On January 25, 2021, just weeks after Congress directed the Federal Trade Commission (FTC) to scrutinize the healthcare industry for anti-competitive activity, the FTC filed a meticulously detailed complaint against Endo Pharamceuticals, Inc. and Impax Laboratories, LLC in the District Court for the District of Columbia, alleging that the defendants obtained an unlawful monopoly on the opioid drug oxymorphone ER.
Oxymorphone ER—branded Opana ER by Endo—is an extended-release opioid used to treat moderate to severe pain. According to the FTC’s complaint, Endo developed and released Opana ER a decade ago, and it quickly became one of Endo’s top sellers. Other drug companies, including Impax, soon attempted to release their own versions of the drug. For a while, there were at least three players in the market. That competition, the FTC claims, drove down the price of oxymorphone.
The complaint goes on to describe how Endo challenged competitors with a spate of patent infringement lawsuits, and how, following a complex series of court decisions and settlements, Endo and Impax were effectively the only sellers of oxymorphone ER left in the market. Critically, the complaint alleges, Impax’s remaining viability as a seller of this drug was due to an early settlement of a patent dispute between Endo and Impax that gave Impax licenses under Endo’s then-existing Opana ER patents, and under any future patents Endo might obtain pertaining to Opana ER.

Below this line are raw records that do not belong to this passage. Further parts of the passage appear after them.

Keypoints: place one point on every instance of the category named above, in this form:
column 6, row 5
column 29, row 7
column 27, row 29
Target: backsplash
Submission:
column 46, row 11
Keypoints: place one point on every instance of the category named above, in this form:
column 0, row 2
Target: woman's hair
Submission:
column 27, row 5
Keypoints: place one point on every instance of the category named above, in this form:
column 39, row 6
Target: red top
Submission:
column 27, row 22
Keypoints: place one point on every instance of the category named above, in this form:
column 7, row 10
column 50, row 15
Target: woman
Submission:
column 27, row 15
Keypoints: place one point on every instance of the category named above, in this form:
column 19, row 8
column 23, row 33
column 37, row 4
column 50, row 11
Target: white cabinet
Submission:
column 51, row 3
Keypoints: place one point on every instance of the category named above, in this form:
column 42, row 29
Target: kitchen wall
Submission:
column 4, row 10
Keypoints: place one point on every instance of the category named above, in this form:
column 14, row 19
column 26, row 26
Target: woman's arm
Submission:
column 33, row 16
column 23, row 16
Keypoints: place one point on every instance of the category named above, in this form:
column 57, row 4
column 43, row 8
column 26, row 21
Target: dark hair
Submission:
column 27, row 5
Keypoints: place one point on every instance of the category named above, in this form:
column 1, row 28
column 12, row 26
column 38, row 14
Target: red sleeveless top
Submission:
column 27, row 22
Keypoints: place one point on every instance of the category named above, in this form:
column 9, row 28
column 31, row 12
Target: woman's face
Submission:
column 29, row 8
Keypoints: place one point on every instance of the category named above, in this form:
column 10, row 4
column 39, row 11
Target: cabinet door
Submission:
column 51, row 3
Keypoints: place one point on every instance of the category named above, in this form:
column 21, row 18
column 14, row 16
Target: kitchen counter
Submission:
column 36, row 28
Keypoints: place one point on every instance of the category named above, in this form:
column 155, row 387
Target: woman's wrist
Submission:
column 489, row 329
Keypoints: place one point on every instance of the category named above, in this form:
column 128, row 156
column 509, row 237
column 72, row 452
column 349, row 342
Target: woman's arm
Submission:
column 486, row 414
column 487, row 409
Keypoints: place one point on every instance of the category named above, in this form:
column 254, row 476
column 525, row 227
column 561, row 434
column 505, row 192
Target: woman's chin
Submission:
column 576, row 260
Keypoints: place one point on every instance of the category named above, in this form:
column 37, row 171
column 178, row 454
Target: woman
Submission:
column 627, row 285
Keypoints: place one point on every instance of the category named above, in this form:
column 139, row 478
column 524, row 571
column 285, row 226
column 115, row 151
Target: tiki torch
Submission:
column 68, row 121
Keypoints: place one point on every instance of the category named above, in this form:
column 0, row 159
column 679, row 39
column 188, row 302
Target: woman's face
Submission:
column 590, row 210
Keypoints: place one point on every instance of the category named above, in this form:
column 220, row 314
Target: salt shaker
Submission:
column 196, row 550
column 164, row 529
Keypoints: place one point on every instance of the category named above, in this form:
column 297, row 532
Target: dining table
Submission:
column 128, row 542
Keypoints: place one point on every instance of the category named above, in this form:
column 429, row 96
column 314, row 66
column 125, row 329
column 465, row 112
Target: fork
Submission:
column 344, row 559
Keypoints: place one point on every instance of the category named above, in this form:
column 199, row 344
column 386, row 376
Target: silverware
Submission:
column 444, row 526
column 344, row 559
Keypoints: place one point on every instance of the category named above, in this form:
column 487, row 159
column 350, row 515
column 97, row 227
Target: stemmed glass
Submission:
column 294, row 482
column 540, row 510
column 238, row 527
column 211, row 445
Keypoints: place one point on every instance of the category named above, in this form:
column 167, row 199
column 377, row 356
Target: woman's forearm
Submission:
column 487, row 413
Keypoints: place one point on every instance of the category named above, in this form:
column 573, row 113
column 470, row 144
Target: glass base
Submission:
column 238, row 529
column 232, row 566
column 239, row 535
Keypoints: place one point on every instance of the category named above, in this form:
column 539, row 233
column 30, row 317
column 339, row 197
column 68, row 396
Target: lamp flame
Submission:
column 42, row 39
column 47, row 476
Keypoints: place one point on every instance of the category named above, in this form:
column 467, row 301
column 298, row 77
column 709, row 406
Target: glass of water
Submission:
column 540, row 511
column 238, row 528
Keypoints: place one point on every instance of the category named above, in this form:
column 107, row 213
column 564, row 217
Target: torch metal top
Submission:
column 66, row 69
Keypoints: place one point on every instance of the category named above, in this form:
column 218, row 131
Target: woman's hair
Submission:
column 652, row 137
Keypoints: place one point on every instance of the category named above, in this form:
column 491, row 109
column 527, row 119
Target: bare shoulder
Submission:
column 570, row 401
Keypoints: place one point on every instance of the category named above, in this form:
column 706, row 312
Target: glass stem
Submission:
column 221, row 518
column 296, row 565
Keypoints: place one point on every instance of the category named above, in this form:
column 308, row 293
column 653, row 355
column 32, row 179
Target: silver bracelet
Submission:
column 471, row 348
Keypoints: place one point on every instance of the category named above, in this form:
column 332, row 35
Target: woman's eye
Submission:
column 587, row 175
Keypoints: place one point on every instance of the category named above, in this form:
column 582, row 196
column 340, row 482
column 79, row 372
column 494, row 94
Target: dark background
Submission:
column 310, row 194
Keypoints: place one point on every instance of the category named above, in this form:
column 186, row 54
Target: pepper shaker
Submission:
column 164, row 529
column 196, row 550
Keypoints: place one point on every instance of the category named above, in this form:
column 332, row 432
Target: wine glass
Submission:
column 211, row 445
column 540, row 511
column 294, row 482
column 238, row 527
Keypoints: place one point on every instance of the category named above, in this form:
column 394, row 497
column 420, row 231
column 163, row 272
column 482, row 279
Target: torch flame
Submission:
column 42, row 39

The crux of the FTC’s complaint against Impax and Endo arose in 2017, when, the FTC alleges, the FDA requested that Endo voluntarily remove Reformulated Opana ER from the market. With thinly-veiled criticism for Endo’s concern for its bottom line, the FTC claims that Endo considered multiple strategies for replacing this revenue stream, ultimately deciding on what the FTC characterizes as an anti-competitive arrangement with Impax. Specifically, the complaint alleges that to settle a separate ongoing lawsuit, Endo and Impax agreed to share Impax’s profits on the sale of oxymorphone ER drug. The economic details of Endo and Impax’s agreement are redacted from the complaint.
This case is in the very earliest stage. The docket reflects that the complaint has not yet been served on the defendants. After service, the rules of procedure give defendants a period of twenty-one days to respond, although that period may be altered by agreement of the parties or order of the court. In a case of this complexity, a period of six to twelve months of discovery would not be unusual. We will continue to monitor the progress of this case.
It is remarkable, however, that the FTC has chosen to pursue Endo for allegedly anti-competitive activities when Endo holds multiple patents that—even according to the FTC’s complaint—federal courts have enforced. It will be interesting to see how patent law—which limits competition to incentivize innovation—stacks up against the pro-competition antitrust laws in this litigation.